By: The Musing Medic
Unique Relationship Between Paramedics And Physicians
Physicians and paramedics have a unique relationship. In the grand scheme, the physician is in charge even if they are not present in the pre-hospital setting. But the physician also trusts the paramedic to use their own clinical judgment and diagnostic skills to properly assess and treat a patient. That requires trust from the physician and humility from the paramedic. But the only way both groups can come together and form a great working relationship, perhaps even friendship, is by constantly working on communication. So here are some musings (get it, the musing medic–yeah, I know) on key communication points between physicians and pre-hospital staff.
The Top 4 Most Important Things
1. Medicine is a hierarchy whether we like it or not.
Physicians are at the top of the food chain. This is not because they possess some other-worldly quality. It is because of their training.
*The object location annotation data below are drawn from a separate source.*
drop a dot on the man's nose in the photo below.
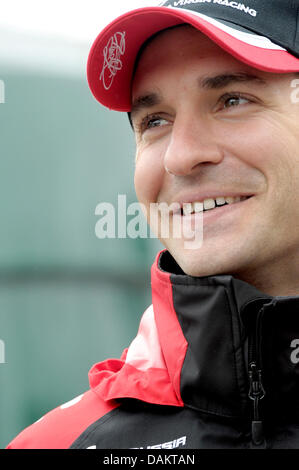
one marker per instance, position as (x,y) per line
(191,144)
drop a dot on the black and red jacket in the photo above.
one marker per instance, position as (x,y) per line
(215,364)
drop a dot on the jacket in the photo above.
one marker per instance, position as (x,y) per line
(214,365)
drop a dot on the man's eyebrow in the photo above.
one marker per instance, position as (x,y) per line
(144,101)
(219,81)
(225,79)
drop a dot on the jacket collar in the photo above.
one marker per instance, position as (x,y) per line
(192,344)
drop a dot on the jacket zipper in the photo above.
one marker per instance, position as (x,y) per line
(256,390)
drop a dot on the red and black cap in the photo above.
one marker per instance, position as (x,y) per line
(261,33)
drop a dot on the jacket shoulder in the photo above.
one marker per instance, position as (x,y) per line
(59,428)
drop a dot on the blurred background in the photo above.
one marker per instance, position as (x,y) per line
(67,298)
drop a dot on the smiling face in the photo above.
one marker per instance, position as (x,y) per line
(210,127)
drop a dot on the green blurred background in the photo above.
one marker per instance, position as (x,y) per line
(67,299)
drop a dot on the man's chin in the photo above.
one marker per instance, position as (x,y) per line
(195,263)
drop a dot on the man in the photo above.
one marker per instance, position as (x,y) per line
(210,88)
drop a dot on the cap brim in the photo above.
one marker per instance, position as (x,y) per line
(112,56)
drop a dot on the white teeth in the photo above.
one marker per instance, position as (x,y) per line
(209,204)
(229,200)
(220,201)
(187,208)
(198,206)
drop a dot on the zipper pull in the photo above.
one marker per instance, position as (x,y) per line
(256,393)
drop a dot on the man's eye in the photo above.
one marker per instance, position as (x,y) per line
(232,100)
(149,122)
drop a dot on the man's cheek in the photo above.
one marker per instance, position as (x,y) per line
(148,182)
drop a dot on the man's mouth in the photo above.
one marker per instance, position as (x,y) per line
(209,204)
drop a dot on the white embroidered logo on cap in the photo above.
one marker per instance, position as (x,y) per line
(115,48)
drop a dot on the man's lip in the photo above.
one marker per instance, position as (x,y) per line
(200,197)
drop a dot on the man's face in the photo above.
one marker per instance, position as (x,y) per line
(210,127)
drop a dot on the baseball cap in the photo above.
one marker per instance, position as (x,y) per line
(261,33)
Undergraduate, medical school, residency, and sometimes fellowship…that is a lot of time spent to honing their craft. Paramedics should realize that when a physician commends or rebukes, it is because their training has developed them into providers that attempt to collate massive amounts of data and information and form an objective stance. If they provide you with advice or criticism on a patient, take it and run. They are not trying to lead you astray.
2. Knowledge is not limited to one specific group of people.
As a paramedic, I stay in the loop with current literature–and not just the EMS trade magazines. If you could see the books on my shelf like Harrison’s and Rosen’s, both of which are well worn from reading, you would know I am serious about my field. Sometimes we are even more knowledgeable about current practices than other staff. I urge you to read up on the studies regarding supplemental oxygen use on an Acute MI or the effectiveness of Trendelenberg position. (Both are considered ineffective and outdated yet some physicians still cling to these age-old practices.) Just like anyone else, physicians can (and do) become complacent. The moral of the story is: don’t assume the paramedic you are talking with is uneducated or lacking in knowledge. Treat us as a colleague and watch your relationship evolve.
3. Medical command calls should be two professionals working together.
Rarely should the physician just say “No” without hearing the paramedic’s thought process. Help them consider alternatives or other avenues, but never shut them down immediately or without an alternate option (this does not apply to paramedic’s whose actions will likely harm the patient, that is a time for a forceful response). And to the paramedics, formulate a plan before you call in. You are on the front lines in the field, not the physician. They are counting on you. If you can provide sound, logical reasoning for a treatment, they most likely will agree. But don’t be afraid to get a second opinion, physicians are there to help.
4. And finally, be open to doing a post-run discussion or debriefing.
Physicians, you should be going over an interesting patient with the paramedics. Learning opportunities abound but are rarely capitalized on. And paramedics, seek out the physician, ask them for a moment of their time, and work through the call together. If you don’t know, ask. The only way to advance is by constantly improving yourself.
If I Had Just One Word To Sum It Up
So there you have it. Just a few tidbits that have been on my mind lately. I think if I had to highlight one single point of this whole thing it is the concept of humility. Not one person can do it all or know it all. Both sides must work together. Paramedics and physicians need to remain open to input from one another. Bill Nye once said “everyone you will ever meet knows something you don’t.”
I think this is a great way to approach medicine and life in general.